GeForce RTX 2080 Ti FAILS After Gaming for 2 Hours @ [H]

then you don't understand what electromigration is. You are just confused because most retail parts don't have these issues as they have been tested, and revised to avoid such issues. Electromigration can happen at any point of a products lifespan. If the die is flawed from the start you can see failure on first use or hours after.
This. Most hardware failures occurs in the first two weeks, look at bell curves.
 
No, and there is a theory that maybe, custom PCBs are fair better in regards to these issues. It may be the reference PCB design, that has issues, the PCB, or the memory. If it's a custom PCB like on the ASUS STRIX, issues don't seem to occur (to my knowledge) but this is all a theory at this point.

well after a little over week no problem with my Strix yet

knock on wood and everything
 
ya its very possible if the traces are not of the proper size in some parts. Failures like this are very common on early die revisions. I wonder what the stepping number they are on.

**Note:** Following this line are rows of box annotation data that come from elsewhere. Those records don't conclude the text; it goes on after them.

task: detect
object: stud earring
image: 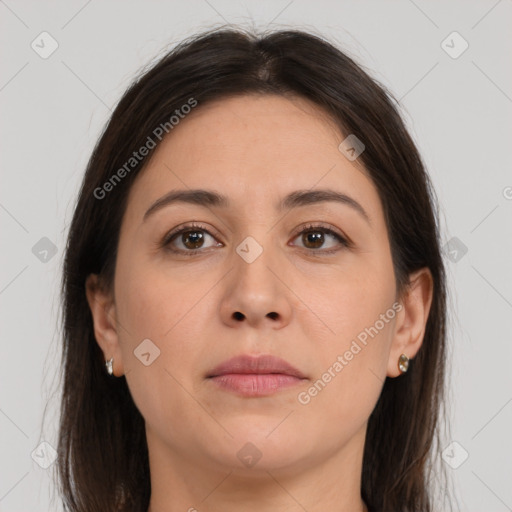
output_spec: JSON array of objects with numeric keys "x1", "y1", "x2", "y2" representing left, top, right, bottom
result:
[
  {"x1": 105, "y1": 357, "x2": 114, "y2": 375},
  {"x1": 398, "y1": 354, "x2": 409, "y2": 373}
]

A,B,C? most A dies have issues like this, and they are fixed with a major b stepping.

The internal metallization layers are susceptible to electromigration, physical traces are not, except at Extreme current densities; and 100A at 1.4V won't really electromigrate except as a cloud of copper vapor, if you're talking about interposer or PCB traces.

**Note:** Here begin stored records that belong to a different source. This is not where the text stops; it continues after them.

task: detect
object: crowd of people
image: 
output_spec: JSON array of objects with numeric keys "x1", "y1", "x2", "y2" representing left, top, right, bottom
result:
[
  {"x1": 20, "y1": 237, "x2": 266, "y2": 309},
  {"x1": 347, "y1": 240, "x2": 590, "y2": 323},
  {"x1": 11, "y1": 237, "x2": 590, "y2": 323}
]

The power traces should be on a whole LAYER, called a Power Plane; they're connected by at least 1 via per pin to the die, vertically thru the PCB.

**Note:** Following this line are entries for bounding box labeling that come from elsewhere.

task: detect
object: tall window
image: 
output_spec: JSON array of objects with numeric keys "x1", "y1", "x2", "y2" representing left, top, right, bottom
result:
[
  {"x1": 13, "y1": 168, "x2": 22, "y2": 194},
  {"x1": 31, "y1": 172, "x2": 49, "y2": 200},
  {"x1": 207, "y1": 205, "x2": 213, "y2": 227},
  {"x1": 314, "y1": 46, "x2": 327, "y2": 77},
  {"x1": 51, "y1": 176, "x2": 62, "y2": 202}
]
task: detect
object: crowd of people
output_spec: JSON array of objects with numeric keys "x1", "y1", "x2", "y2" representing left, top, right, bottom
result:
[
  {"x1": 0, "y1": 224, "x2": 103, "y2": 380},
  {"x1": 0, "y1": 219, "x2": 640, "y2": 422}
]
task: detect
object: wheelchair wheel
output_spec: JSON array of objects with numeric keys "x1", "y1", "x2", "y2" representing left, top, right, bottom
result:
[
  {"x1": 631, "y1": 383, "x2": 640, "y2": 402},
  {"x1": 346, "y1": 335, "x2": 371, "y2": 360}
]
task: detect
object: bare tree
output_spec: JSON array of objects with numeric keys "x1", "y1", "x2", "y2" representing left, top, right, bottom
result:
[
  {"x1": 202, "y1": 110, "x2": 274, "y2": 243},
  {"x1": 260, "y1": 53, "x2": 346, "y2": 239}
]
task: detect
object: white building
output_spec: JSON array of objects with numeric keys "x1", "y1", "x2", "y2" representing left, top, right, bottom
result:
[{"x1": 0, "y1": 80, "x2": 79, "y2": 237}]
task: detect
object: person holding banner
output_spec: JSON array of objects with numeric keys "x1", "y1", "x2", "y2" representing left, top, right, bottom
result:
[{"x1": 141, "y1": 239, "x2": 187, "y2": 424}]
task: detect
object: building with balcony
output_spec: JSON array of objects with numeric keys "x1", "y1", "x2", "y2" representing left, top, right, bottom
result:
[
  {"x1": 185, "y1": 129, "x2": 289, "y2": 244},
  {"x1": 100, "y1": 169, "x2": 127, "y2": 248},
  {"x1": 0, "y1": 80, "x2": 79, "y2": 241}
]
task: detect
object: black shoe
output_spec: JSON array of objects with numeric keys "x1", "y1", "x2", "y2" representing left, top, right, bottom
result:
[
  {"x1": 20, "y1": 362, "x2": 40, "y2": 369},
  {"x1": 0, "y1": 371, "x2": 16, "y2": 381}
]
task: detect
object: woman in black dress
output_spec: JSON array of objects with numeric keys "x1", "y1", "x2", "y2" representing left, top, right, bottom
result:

The internal metallization is, but the current densities on a 100micron deposited metal interconnect is pretty extreme. :)

But this would be a hard fail; like poof, it's gone, and shorting a power supply rail due to metal vapor all over the chip, and volcanoing the chip. (the hole in the chip looks like a volcano; btdt) (I can't find a reference to the term, must be an Older American term.)


This. Most hardware failures occurs in the first two weeks, look at bell curves.

WTF? Hardware failures are Not a Bell curve, it's called a Bathtub Curve, and the lower end is "Infant Mortality", the upper end is "Wearout Phenomenon", which includes electromigration as a cause.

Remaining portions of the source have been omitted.